REPUBLIKA.CO.ID, Oleh: Agus Wibowo, Kapusdatin dan Humas BNPB
Tahukah Anda bahwa kita hidup di wilayah rawan bencana? Kita memiliki tantangan untuk melindungi dan memperkuat masyarakat dari ancaman dan risiko bencana. Hal tersebut disebabkan karena beberapa faktor.
Wilayah Tanah Air kita ini berada pada kawasan cincin api pasifik yang secara geografis dan klimatologis memiliki karakteristik ancaman bahaya yang berbeda. Sejumlah 127 gunung api aktif menyebabkan jutaan warga terpapar potensi bahaya erupsi vulkanik gunung api dengan kategori sedang hingga tinggi.
Di sisi lain, faktor alam lain, seperti pergerakan tiga lempeng tektonik besar, yaitu lempeng Indo Australia di bagian selatan, lempeng Samudera Pasifik di sebelah timur, lempeng Eurasia di sebelah utara (dimana di sebagian besar wilayah Indonesia) dan disertai 5.590 daerah aliran sungai (DAS) dapat ditemui di negeri yang kita cintai ini.
Cincin api pasifik dan lempeng tektonik aktif tersebut mampu mengakibatkan risiko bencana geologi letusan gunung api, gempa bumi, tsunami maupun gerakan tanah atau longsor. Sementara itu, faktor iklim dan cuaca dapat berdampak pada pemanasan global dan perubahan iklim sehingga pada wilayah perairan laut Indonesia cenderung berpotensi menimbulkan berbagai jenis bencana hidrometeorologi, seperti banjir, kekeringan, cuaca dan gelombang ekstrem, abrasi, serta kebakaran hutan dan lahan (karhutla).
Tingginya potensi ancaman dan jumlah masyarakat yang terpapar risiko bencana menyebabkan perlunya meningkatkan kemampuan dan keterampilan masyarakat secara terus menerus sehingga masyarakat di seluruh Indonesia dapat mengetahui bagaimana harus merespon dalam menghadapi situasi kedaruratan bencana.

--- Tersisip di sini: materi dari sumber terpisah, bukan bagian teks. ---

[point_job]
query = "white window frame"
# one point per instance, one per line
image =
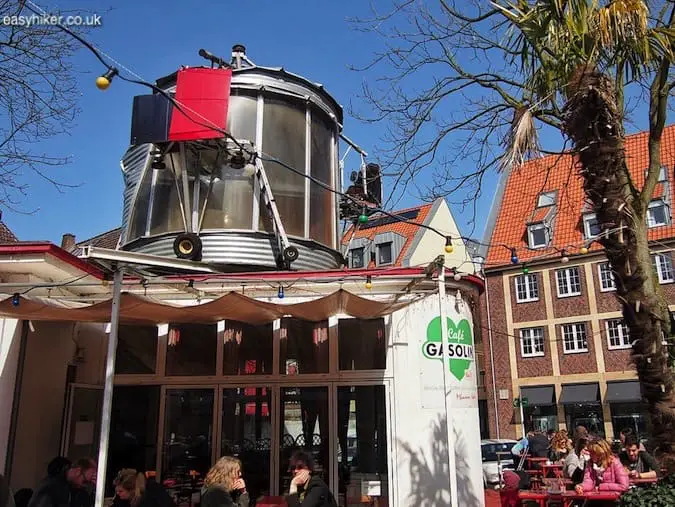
(663, 175)
(577, 329)
(568, 279)
(534, 337)
(552, 196)
(363, 257)
(660, 271)
(620, 330)
(530, 236)
(587, 228)
(389, 244)
(656, 203)
(531, 285)
(611, 277)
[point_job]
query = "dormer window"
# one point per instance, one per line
(657, 213)
(591, 226)
(356, 257)
(663, 174)
(537, 235)
(546, 199)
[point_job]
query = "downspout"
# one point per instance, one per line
(492, 357)
(16, 400)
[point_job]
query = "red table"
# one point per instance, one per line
(272, 501)
(555, 470)
(607, 496)
(540, 497)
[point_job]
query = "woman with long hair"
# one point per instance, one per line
(560, 446)
(133, 490)
(224, 486)
(604, 472)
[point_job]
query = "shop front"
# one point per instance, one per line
(583, 407)
(626, 407)
(360, 385)
(539, 411)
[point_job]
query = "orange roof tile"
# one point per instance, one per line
(405, 229)
(558, 172)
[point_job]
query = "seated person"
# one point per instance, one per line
(640, 464)
(575, 462)
(628, 432)
(132, 490)
(509, 494)
(604, 472)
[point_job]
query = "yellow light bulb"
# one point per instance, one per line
(102, 83)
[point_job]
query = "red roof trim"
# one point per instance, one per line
(51, 249)
(38, 247)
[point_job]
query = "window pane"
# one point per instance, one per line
(303, 347)
(136, 350)
(320, 199)
(362, 442)
(133, 432)
(247, 349)
(188, 429)
(247, 434)
(357, 257)
(362, 344)
(284, 139)
(191, 350)
(304, 425)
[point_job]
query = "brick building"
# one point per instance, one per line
(557, 353)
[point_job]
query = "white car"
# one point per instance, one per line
(494, 464)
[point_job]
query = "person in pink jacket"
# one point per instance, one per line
(605, 472)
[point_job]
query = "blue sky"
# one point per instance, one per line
(153, 38)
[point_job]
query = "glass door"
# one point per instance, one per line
(246, 433)
(188, 436)
(304, 425)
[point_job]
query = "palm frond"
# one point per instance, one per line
(522, 140)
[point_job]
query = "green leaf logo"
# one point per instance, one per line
(460, 345)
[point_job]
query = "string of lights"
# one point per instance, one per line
(103, 82)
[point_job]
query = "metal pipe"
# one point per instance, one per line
(353, 144)
(492, 357)
(452, 465)
(16, 399)
(106, 411)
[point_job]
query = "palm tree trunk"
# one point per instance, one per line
(594, 123)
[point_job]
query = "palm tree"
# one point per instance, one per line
(584, 54)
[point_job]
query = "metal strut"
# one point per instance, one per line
(288, 253)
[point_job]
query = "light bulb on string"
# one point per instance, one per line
(448, 244)
(103, 82)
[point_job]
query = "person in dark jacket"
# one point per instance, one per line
(57, 490)
(307, 490)
(224, 486)
(132, 490)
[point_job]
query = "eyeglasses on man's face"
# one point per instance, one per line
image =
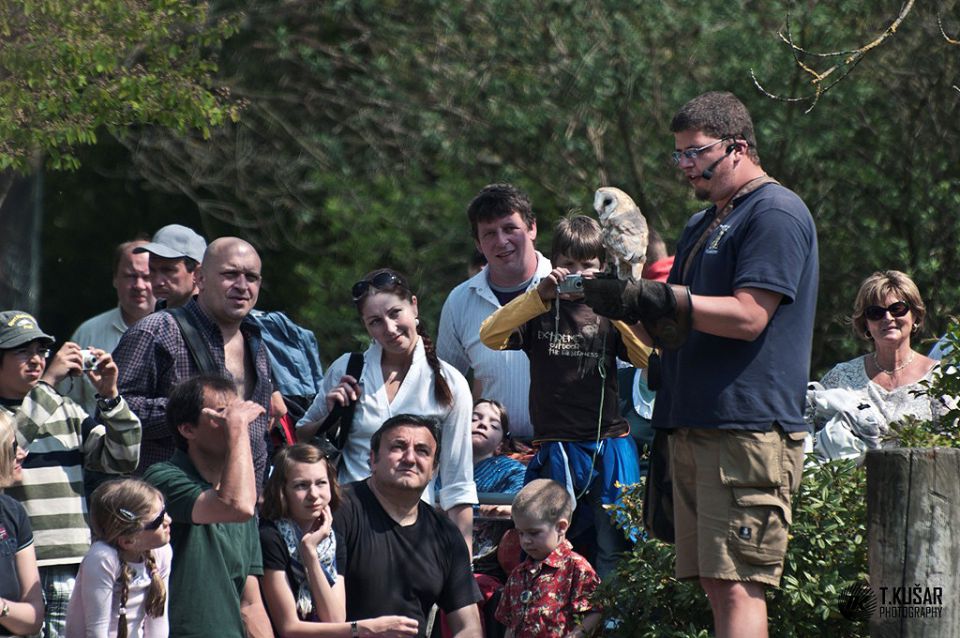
(692, 153)
(29, 352)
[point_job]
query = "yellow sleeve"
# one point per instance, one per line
(496, 329)
(637, 351)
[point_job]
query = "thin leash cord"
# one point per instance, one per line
(602, 369)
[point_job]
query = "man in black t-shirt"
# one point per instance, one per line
(402, 557)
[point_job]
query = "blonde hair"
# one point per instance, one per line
(875, 288)
(545, 500)
(119, 508)
(7, 456)
(275, 504)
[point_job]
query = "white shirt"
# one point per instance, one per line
(94, 608)
(504, 375)
(415, 396)
(102, 331)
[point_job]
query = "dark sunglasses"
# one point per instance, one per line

Sementara itu, belajar dari negeri Sakura, suatu survei pada kejadian gempa bumi Hanshin-Awaji Jepang (1995) menunjukkkan bahwa 34,9 persen korban dapat selamat karena upaya penyelamatan diri mandiri, 31,9 persen selamat dengan bantuan anggota keluarga, 28,1persen selamat karena pertolongan teman/tetangga, 2,6 persen selamat ditolong orang yang pada saat kejadian dekat dengan korban, 1,7 persen dibantu oleh tim penyelamat, dan 0,8 persen lainnya. Survei tersebut menunjukkan bahwa sebagian besar korban selamat adalah karena dirinya sendiri dan orang-orang di sekitarnya terutama keluarga, bukan dari tim penolong.
Karena itu, kesiapsiagaan dan keterampilan masyarakat, khususnya keluarga menjadi kunci utama keselamatan dalam menghadapi bencana. Sehingga menjadi penting untuk mewujudkan Keluarga Tangguh Bencana (KTB) di seluruh Indonesia. Mengenai salah satu upaya kesiapsiagaan, Kepala Badan Nasional Penanggulangan Bencana (BNPB) berpesan kepada masyarakat tentang salah satu cara penyelamatan diri dari gempa bumi dan tsunami yaitu *pola 333*.
"Apabila kita merasakan gerakan gempa sekitar 30 detik, kita memiliki golden time atau peluang evakuasi selama 3 menit untuk menuju ke ketinggian 30 meter."
BNPB mengajak semua pihak untuk mewujudkan KTB. "Ayo, kita bangun keluarga dan masyarakat Indonesia tangguh!"